2
votes

I returned to an old project to find that it no longer compiles with the latest g++ version (5.2.0).
I get the cryptic error:

src/combos.cpp: In member function ‘void ComboHandler::execute(uint64_t) const’
src/combos.cpp:123:6: error: assuming signed overflow does not occur when changing X +- C1 cmp C2 to X cmp C2 -+ C1 [-Werror=strict-overflow]
 void ComboHandler::execute(const uint64_t Mods) const {
      ^
src/combos.cpp:123:6: error: assuming signed overflow does not occur when changing X +- C1 cmp C2 to X cmp C2 -+ C1 [-Werror=strict-overflow]
src/combos.cpp:123:6: error: assuming signed overflow does not occur when changing X +- C1 cmp C2 to X cmp C2 -+ C1 [-Werror=strict-overflow]

By commenting out blocks of code in that function until it compiled again, I traced the error to this line:

            tmpCont.insert(actionPair(el,tmpParams));

where tmpCont is of type std::set<actionPair, execOrder> , whereexecOrder is:

struct execOrder {
  bool operator() (const actionPair& i, const actionPair& j) const {
  /* keep comboObjects with identical combos */
  if((i.first->Keys==j.first->Keys) && (i.first->Mods==j.first->Mods)) return true;

  /* comboObjects match if at least one key matches */
  for(const Combo::key_type::value_type &elval: i.first->Keys)
    if(std::find(j.first->Keys.begin(),j.first->Keys.end(),elval)!=j.first->Keys.end()) {
      /* don't keep matching combos */
      return false;
    }

  return true;
}

and Keys are std::vector<uint64_t>. If I replace the std::find(...) statement in the second if block, g++ successfully compiles this code. However, I am still confused, and don't know how to fix this issue.

My compiler flags are

-O2 -Wall -Wextra -std=c++11 -pedantic `sdl2-config --cflags` -Wabi -fabi-version=0 -ffor-scope -fstrict-enums -fuse-cxa-atexit -Wctor-dtor-privacy -Wnoexcept -Wstrict-null-sentinel -Wold-style-cast -Woverloaded-virtual -Wsign-promo -Wdouble-promotion -Wformat=2 -Winit-self -Wmissing-include-dirs -Wswitch-default -Wswitch-enum -Wunused-local-typedefs -Wuninitialized -fstrict-overflow -Wstrict-overflow=5 -Wtrampolines -Wfloat-equal -Wundef -Wshadow -Wcast-qual -Wcast-align -Wconversion -Wsign-conversion -Wlogical-op -Wmissing-declarations -Wpacked -Wredundant-decls -Winline -Wvector-operation-performance -Wno-unknown-pragmas -Wdeprecated -Wno-inline -Wno-switch-default -DDEBUG -g -Werror -pedantic-errors

(essentially clang's -Weverything at the time)

1
This is a warning, not normally an error, but you specifically requested to turn all warnings into errors by passing the -Werror option.
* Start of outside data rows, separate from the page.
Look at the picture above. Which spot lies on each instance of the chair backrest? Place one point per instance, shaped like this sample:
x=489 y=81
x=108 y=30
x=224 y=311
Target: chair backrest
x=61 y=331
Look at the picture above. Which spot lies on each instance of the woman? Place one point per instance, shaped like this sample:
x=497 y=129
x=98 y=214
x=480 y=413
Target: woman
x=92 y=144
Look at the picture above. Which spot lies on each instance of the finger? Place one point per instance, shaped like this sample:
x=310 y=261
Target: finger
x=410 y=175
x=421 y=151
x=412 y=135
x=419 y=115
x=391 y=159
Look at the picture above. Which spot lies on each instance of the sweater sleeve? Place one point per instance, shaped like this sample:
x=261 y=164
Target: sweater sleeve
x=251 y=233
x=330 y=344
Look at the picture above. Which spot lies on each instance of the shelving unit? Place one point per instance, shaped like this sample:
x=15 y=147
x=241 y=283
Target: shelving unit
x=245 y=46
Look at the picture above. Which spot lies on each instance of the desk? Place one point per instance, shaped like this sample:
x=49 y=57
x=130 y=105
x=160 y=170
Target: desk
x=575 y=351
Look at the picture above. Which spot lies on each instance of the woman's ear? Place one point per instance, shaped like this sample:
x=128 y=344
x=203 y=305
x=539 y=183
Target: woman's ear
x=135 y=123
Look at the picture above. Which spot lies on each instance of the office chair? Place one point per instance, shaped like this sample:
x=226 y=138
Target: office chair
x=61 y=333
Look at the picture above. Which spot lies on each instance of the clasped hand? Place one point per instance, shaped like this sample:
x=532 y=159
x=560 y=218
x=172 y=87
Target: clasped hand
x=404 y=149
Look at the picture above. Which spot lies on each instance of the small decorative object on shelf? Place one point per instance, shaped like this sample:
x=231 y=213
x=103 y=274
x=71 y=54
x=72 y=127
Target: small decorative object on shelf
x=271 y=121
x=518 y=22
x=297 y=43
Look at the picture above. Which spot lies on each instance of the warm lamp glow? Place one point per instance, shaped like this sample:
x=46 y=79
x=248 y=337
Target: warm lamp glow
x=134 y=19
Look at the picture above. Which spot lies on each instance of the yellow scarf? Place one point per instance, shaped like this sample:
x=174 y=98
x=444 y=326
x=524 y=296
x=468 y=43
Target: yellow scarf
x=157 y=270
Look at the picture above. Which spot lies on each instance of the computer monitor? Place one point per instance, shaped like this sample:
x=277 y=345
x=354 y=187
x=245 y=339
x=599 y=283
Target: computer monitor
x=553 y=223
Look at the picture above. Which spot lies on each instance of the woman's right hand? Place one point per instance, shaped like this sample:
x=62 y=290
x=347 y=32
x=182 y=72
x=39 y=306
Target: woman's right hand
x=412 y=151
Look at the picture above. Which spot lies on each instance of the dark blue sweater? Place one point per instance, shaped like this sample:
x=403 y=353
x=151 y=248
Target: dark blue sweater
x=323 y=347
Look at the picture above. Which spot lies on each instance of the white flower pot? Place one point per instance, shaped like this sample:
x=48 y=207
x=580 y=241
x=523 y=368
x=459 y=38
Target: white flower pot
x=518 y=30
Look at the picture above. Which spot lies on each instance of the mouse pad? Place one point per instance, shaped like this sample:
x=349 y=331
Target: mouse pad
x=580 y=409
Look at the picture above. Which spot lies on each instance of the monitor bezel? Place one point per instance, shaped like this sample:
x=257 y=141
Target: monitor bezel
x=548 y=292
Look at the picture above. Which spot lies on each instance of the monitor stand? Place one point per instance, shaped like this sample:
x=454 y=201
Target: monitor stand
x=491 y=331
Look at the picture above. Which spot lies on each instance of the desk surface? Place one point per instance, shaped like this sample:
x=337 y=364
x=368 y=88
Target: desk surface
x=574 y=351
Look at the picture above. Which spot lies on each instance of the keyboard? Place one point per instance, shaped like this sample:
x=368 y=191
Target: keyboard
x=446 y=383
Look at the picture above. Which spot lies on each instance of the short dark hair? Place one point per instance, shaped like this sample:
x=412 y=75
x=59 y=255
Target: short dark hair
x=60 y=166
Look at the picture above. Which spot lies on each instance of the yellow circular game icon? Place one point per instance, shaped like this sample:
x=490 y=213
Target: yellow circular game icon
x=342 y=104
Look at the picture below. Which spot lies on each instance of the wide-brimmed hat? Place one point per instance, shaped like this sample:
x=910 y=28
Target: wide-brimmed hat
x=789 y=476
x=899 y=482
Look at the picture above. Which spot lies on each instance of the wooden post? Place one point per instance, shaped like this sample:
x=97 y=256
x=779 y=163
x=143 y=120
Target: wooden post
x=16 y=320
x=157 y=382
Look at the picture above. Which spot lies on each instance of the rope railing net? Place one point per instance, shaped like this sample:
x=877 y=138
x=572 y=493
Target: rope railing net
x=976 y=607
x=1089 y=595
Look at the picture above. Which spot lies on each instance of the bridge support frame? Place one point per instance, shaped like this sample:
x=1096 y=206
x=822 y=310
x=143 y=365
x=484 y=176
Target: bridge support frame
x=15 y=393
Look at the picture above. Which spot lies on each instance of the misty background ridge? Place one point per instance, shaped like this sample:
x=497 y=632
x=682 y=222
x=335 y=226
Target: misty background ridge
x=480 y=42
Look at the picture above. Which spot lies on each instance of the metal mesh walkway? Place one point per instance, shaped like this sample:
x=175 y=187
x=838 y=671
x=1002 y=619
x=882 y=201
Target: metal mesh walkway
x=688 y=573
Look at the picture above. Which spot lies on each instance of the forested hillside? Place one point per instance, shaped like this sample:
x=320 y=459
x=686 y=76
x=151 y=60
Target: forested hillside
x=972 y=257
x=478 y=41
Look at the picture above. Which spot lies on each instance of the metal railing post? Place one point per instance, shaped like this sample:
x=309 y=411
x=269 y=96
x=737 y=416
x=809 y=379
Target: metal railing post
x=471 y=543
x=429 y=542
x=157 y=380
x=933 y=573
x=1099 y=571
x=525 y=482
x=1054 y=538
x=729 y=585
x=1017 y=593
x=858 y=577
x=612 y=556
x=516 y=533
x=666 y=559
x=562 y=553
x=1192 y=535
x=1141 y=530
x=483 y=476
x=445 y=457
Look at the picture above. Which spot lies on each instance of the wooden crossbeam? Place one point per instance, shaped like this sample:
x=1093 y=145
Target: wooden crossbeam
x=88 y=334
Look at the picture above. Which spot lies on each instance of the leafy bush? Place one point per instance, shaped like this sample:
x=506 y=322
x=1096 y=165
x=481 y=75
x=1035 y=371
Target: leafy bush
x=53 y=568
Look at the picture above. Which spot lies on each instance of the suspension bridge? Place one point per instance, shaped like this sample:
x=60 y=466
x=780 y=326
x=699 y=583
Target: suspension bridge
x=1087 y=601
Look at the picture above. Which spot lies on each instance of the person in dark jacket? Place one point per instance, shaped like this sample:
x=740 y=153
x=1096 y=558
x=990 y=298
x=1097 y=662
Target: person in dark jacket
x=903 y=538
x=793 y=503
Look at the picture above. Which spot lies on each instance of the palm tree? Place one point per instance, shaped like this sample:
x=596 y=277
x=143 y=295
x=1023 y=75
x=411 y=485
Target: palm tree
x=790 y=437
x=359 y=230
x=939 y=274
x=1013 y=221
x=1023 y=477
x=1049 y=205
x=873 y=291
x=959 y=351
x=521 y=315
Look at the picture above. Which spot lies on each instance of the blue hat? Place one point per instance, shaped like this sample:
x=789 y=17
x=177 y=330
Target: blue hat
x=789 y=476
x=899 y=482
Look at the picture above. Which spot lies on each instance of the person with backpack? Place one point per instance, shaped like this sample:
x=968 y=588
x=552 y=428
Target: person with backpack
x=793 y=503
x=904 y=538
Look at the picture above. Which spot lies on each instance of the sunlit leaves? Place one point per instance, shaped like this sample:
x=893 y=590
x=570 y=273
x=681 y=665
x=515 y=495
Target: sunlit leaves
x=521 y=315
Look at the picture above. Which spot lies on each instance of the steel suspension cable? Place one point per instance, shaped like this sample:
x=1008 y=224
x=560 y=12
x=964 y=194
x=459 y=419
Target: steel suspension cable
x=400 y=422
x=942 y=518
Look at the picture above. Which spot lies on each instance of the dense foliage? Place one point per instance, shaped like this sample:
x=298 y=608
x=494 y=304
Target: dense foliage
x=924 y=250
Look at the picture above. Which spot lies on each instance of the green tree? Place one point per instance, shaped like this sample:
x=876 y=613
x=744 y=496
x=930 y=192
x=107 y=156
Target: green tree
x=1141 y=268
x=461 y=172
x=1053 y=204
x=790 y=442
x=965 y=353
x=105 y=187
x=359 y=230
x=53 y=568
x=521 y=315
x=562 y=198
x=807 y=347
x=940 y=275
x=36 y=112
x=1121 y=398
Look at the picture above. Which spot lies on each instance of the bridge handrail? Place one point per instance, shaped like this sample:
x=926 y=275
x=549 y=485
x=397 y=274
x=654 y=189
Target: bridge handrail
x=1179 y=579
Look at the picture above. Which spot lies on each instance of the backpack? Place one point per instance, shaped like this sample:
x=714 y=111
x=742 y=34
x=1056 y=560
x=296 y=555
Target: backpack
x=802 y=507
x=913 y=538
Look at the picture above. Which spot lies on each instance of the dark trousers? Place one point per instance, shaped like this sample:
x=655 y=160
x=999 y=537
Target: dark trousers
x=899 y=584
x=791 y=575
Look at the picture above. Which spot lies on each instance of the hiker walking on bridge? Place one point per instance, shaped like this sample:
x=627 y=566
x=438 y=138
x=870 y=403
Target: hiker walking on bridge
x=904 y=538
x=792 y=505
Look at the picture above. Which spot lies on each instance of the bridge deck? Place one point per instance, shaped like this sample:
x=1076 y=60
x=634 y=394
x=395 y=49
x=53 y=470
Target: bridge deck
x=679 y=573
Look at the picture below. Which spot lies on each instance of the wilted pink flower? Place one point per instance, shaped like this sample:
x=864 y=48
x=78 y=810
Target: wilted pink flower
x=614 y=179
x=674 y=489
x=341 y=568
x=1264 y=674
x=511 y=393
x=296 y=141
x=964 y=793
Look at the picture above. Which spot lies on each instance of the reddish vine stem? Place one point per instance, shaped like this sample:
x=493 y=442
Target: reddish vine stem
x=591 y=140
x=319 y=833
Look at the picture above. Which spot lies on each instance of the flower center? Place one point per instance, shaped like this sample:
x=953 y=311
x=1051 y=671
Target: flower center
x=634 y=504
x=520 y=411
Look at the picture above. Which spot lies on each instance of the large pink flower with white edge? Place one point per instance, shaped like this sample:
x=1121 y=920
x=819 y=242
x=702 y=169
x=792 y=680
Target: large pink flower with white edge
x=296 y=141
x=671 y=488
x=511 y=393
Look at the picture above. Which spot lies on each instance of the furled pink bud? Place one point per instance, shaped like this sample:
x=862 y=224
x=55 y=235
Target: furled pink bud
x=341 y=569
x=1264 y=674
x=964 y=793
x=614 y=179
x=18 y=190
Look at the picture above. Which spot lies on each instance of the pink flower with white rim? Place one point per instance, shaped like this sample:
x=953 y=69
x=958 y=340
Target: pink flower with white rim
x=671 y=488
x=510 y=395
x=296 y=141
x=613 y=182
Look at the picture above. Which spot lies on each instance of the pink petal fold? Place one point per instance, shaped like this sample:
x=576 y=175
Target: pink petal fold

Why do you have it there? Hell, I think it wouldn't normally even be a warning by default, except you also turned -Wstrict-overflow to the highest level of 5. - user743382
@hvd You're right, it compiles with -Wstrict-overflow=2 or 1. Is it really a false positive though, or is there something I can do here to remove the warning altogether? I have -Werror and all those warnings on because I'm still new and trying to learn to write proper code. - andrei
I believe this warning usually applies to lines of code that are optimized out based on assumptions about overflows never occurring. A very insightful example is found in stackoverflow.com/questions/22798709/… Perhaps you should look for a situation similar to that example to understand why you get this warning. I can't see it from the code you have supplied, but perhaps it's a matter of looking more carefully and with more context. - jogojapan
Compiler warns that it transforms code (similar to) from a + b < c to a < c - b (assuming no overflow), so if you can change yourself, you may get rid of the warning. - Jarod42
@jogojapan Thanks. I've also read link before posting, but wasn't able to solve my case because the issue seems to be in the stdlib function std::find. - andrei

1 Answers

1
votes

One way or another, this is a GCC bug. Either the std::find code is correct and the warning is wrong, or the warning is right and the std::find implementation fails to properly handle all edge cases. That is up to the GCC maintainers to sort out.

As a workaround, turn off the warning for those few lines only.